On actions, the board voted 5–0 to approve reduction of portable square footage at seven campuses, after staff said removing a portable costs about $45,000 and yields roughly $15,000 in annual savings per unit in ongoing costs. The board also approved a $7.5 million contract renewal for a return‑to‑work retiree program administered by Educational Services Inc.; staff said the model can generate district savings (staff estimated a roughly $2 million difference relative to full employee compensation for the covered year) and helps retain experienced personnel while allowing retirees to collect pension benefits.

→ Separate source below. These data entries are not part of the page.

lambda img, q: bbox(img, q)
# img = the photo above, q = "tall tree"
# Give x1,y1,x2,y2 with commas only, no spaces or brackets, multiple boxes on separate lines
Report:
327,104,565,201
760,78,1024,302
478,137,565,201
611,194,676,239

Additional contract approvals included a $3.5 million renewal for architectural and engineering services and a $3 million increase to an asphalt/concrete services contract to complete adjacent‑ways and school ingress/egress projects. Board members asked for clarifications about how contract amounts were calculated and prior‑year expenditures; procurement and operations staff said they evaluate five‑year usage, follow Arizona procurement code thresholds and use cooperative contracts when appropriate to encourage competition and economy of scale.

Procurement Director Michelle Hamilton and her team walked the board through legal foundations (Arizona procurement code, USFR), solicitation types (IFB for commodity purchases, RFP for services), vendor registration and evaluation processes (OpenGov portal), vendor performance management and the requirement that every district purchase be supported by a purchase order. Hamilton said Mesa manages roughly 161 Mesa‑only contracts and about 103 cooperative contracts and described vendor performance remediation steps and contract renewal timing.

Board members praised the procurement team for transparency and urged continued community education about procurement differences between district public schools and charter operators. The board voted on the listed contracts during the regular meeting; the procurement presentation was informational and did not require a vote.